An aside: Could we arrange for someone to get rid of all the spiders in North Carolina? I'd vote them in for sainthood on the strength of that miracle, and I'm not even catholic!
Ol' Pat is one of the patron saints of Ireland (also of Nigeria, Montserrat, and engineers, as it so happens), along with Brigid of Kildaire and "Columba."
That Columba dude's life makes for some pretty interesting reading, if you've got the time. He's not only a patron saint of Ireland, he's got Scotland covered too, and is also responsible for well as floods, bookbinders, and poets. What a guy.
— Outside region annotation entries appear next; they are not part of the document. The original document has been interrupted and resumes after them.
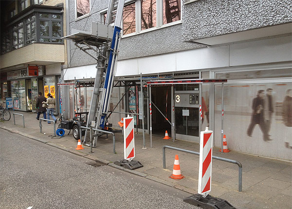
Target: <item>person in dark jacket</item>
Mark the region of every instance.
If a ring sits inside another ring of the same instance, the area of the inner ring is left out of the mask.
[[[36,98],[36,112],[37,113],[36,116],[36,120],[39,120],[39,116],[41,113],[43,113],[44,115],[44,118],[47,119],[47,116],[46,113],[47,112],[47,108],[42,106],[42,102],[47,102],[47,99],[42,96],[41,92],[38,92],[38,97]]]
[[[251,120],[251,123],[247,129],[247,136],[252,137],[253,130],[256,124],[259,125],[262,132],[263,132],[264,141],[272,140],[269,137],[267,127],[264,117],[264,109],[265,108],[265,91],[259,90],[257,91],[256,97],[253,100],[253,115]]]

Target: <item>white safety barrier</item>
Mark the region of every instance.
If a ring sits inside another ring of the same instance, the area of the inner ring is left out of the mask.
[[[201,132],[198,193],[206,196],[211,192],[213,131]]]
[[[124,118],[124,157],[131,161],[135,157],[134,117]]]

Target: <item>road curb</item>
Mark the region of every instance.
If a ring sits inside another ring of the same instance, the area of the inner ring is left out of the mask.
[[[70,150],[69,148],[67,148],[67,147],[65,147],[63,146],[60,145],[58,144],[54,144],[54,143],[52,143],[52,142],[47,142],[46,143],[48,145],[52,146],[52,147],[56,147],[56,148],[57,148],[58,149],[60,149],[60,150],[64,150],[64,151],[67,151],[67,152],[69,152],[69,150]]]
[[[154,181],[156,181],[158,183],[160,183],[164,184],[165,185],[167,185],[167,186],[170,186],[171,187],[175,188],[176,189],[177,189],[179,190],[183,191],[183,192],[188,192],[187,191],[186,191],[185,190],[182,189],[182,188],[176,187],[176,186],[178,186],[177,184],[174,184],[173,183],[171,183],[171,182],[168,182],[165,180],[162,179],[158,178],[156,176],[154,176],[153,175],[149,175],[149,174],[145,174],[142,172],[140,172],[136,171],[134,171],[134,170],[130,170],[129,169],[127,169],[121,166],[119,166],[117,165],[115,165],[113,163],[111,162],[109,160],[106,160],[104,159],[102,159],[102,158],[98,158],[98,157],[93,157],[90,155],[88,155],[87,154],[77,151],[76,150],[70,150],[70,149],[69,149],[69,148],[67,148],[64,147],[62,145],[60,145],[59,144],[52,143],[51,142],[46,141],[44,139],[40,139],[37,138],[33,137],[32,136],[26,134],[24,134],[24,133],[20,132],[18,131],[12,130],[8,128],[6,128],[6,127],[0,126],[0,128],[5,130],[8,131],[9,131],[11,133],[18,134],[18,135],[22,136],[23,137],[25,137],[31,139],[34,139],[34,140],[39,141],[40,142],[45,143],[46,144],[48,144],[49,146],[51,146],[52,147],[55,147],[55,148],[59,149],[60,150],[68,152],[73,154],[74,155],[76,155],[77,156],[80,156],[80,157],[85,157],[85,158],[86,158],[87,159],[91,159],[92,160],[94,160],[96,162],[103,164],[105,165],[108,165],[109,166],[111,167],[112,168],[114,168],[118,169],[121,171],[125,171],[125,172],[132,174],[134,175],[139,176],[140,177],[146,178],[147,178],[148,179],[149,179],[149,180],[152,180]],[[188,192],[188,193],[189,193],[189,192]]]

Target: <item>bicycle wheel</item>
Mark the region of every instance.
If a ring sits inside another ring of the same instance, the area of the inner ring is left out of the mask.
[[[5,121],[9,121],[11,118],[11,115],[9,110],[4,109],[3,111],[3,118]]]

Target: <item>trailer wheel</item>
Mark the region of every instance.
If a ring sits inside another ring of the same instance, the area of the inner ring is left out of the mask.
[[[80,139],[79,126],[75,125],[73,126],[73,137],[76,140]]]

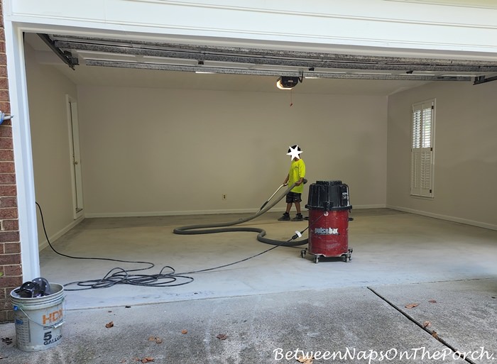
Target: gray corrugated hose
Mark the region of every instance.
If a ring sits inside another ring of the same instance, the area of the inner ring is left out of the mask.
[[[304,182],[305,183],[305,182]],[[278,189],[276,190],[276,192],[283,187],[283,185],[282,184]],[[290,186],[288,186],[288,188],[283,192],[280,196],[279,196],[275,201],[271,202],[271,204],[268,204],[269,201],[273,198],[275,194],[270,197],[270,199],[266,201],[264,204],[262,205],[262,207],[261,209],[257,211],[255,214],[251,215],[248,217],[246,217],[244,219],[240,219],[239,220],[236,220],[236,221],[231,221],[231,222],[226,222],[226,223],[217,223],[217,224],[204,224],[204,225],[189,225],[187,226],[181,226],[179,228],[175,228],[173,232],[175,234],[182,234],[182,235],[194,235],[194,234],[209,234],[209,233],[225,233],[225,232],[229,232],[229,231],[251,231],[251,232],[254,232],[254,233],[258,233],[257,234],[257,240],[262,242],[262,243],[266,243],[266,244],[272,244],[275,246],[302,246],[304,244],[307,243],[307,240],[308,239],[304,239],[304,240],[300,240],[300,241],[280,241],[277,240],[273,240],[273,239],[268,239],[267,238],[264,238],[266,236],[266,231],[259,228],[251,228],[250,226],[240,226],[237,228],[232,228],[232,227],[227,227],[227,226],[233,226],[234,225],[239,225],[240,224],[243,224],[244,222],[250,221],[251,220],[253,220],[256,219],[258,216],[260,216],[263,214],[265,214],[268,211],[269,211],[271,209],[273,208],[276,204],[278,204],[286,194],[295,186],[295,184],[293,184]]]

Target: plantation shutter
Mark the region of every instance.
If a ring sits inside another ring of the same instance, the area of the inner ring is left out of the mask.
[[[435,100],[413,105],[410,194],[433,197]]]

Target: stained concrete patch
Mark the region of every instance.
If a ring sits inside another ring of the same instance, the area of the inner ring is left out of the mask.
[[[371,289],[471,362],[497,363],[497,279]]]
[[[300,350],[313,354],[315,363],[378,363],[382,351],[388,355],[383,362],[435,363],[440,360],[426,355],[447,350],[366,287],[68,310],[65,319],[58,346],[24,353],[2,344],[2,360],[296,363]],[[106,328],[110,321],[114,326]],[[15,336],[13,324],[0,329],[2,336]]]

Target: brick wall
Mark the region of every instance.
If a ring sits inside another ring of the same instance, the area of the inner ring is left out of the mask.
[[[10,114],[4,16],[0,1],[0,111]],[[10,120],[0,125],[0,322],[13,319],[10,293],[22,284],[17,188]]]

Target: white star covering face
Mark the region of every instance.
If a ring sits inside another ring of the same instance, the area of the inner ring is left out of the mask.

HOWEVER, of the three patron saints of Ireland, the one I'm most impressed with, strictly for the sheer weight of the responsibilities of her patronage, is Brigid. Dudes, check this out, she's the patron saint of (and draw yourselves a deep breath before launching to this next bit):babies; blacksmiths; boatmen; cattle; chicken farmers; children whose parents are not married (editor's note: the bastards!); dairymaids; dairy workers; fugitives; infants; Ireland; mariners; midwives; milk maids; newborn babies; nuns; poets (editor's note - poets apparently need TWO patron saints. Go figure); poultry farmers; poultry raisers; printing presses; sailors; scholars; travellers; and watermen
Leave it to a woman to tackle a list four times as long as her male compatriots. And yes, "babies," "infants," and "newborn babies" might SEEM to be the same thing to you and me, but apparently they're not or the lords and lordesses of Wikipedia would not have listed them separately. ;) So too might "boatmen" and "mariners" be equivalent; again, there must be some subtle shades of meaning that render them unequivalent.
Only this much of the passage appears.